UNHCR is also appealing to the Government of Bangladesh to keep its border with Myanmar open and allow safe passage to any civilians from Myanmar fleeing violence, he added.
Meanwhile, a UN human rights expert has called on the Government of Myanmar to immediately tackle the deteriorating human rights situation in northern Rakhine state, noting that a two-day visit by a Government-led delegation to the area in early November, which included a UN official and nine ambassadors, had produced only limited results in terms of addressing the humanitarian crisis.
“The Government has now admitted using helicopter gunships in support of ground troops, and there are unverified claims of reprisals against villagers who had shared their grievances with the delegation,” said the UN Special Rapporteur on the human rights situation in Myanmar, Yanghee Lee.
She criticized the authorities for placing the region on “lockdown” for six weeks and expressed particular concern at reports from the area that the security operation had been stepped up since the international delegation conducted its visit.
“It is not acceptable that for six weeks there was a complete lockdown, with no access to the affected areas,” she said.
“The security forces must not be given carte blanche to step up their operations under the smokescreen of having allowed access to an international delegation.

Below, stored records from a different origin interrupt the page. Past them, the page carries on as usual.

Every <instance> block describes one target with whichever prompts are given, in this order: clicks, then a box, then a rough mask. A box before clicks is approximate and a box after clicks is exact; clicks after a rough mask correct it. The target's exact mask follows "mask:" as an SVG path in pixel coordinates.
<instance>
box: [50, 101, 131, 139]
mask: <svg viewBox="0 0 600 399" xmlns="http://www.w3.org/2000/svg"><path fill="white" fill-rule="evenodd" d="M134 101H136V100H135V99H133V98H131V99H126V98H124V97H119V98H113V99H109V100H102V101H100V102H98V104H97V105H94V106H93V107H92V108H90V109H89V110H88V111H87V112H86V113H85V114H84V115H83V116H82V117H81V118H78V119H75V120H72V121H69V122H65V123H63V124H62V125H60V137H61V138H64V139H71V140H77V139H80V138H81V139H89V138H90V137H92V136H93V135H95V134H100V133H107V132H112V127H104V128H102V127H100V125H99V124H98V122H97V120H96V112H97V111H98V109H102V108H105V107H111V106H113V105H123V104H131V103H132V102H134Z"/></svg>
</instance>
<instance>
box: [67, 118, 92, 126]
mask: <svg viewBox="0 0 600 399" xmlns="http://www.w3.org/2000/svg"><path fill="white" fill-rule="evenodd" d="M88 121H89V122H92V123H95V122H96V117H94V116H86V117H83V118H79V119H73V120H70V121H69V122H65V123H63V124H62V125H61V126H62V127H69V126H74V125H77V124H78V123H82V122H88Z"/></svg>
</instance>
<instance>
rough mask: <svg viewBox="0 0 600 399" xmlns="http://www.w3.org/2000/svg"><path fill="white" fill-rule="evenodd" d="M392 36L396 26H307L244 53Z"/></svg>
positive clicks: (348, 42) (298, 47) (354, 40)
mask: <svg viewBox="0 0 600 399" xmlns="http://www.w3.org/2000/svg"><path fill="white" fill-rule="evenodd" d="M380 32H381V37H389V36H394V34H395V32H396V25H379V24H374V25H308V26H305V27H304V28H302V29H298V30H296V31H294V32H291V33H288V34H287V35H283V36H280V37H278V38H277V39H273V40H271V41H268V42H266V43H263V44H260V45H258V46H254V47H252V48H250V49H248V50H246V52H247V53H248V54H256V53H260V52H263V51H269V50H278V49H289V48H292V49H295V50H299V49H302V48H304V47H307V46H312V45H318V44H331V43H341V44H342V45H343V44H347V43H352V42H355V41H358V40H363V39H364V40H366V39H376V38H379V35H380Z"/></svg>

Urgent action is needed to bring resolution to the situation,” she added.
Ms. Lee said allegations of human rights abuses, including the alleged rape and sexual assault of women and girls, needed to be investigated.
“State Counsellor Aung San Suu Kyi has recently stated that the Government is responding to the situation based on the principle of the rule of law. Yet I am unaware of any efforts on the part of the Government to look into the allegations of human rights violations,” said Ms. Lee.
It is crucial to recognize the issue at hand – as objectively as possible – and immediately embark on a transparent, non-partial, independent investigation, she said.
Ms. Lee echoed a statement by the Chair of the Rakhine Advisory Commission, former UN chief Kofi Annan, for all communities to renounce violence and for security services to act in full compliance with the rule of law.
She expressed hope that even before the Commission publishes a report next year, the Government would start taking interim measures in line with past recommendations to prevent further restrictions and violations of human rights suffered by the Rohingya population as well as other religious and ethnic minorities.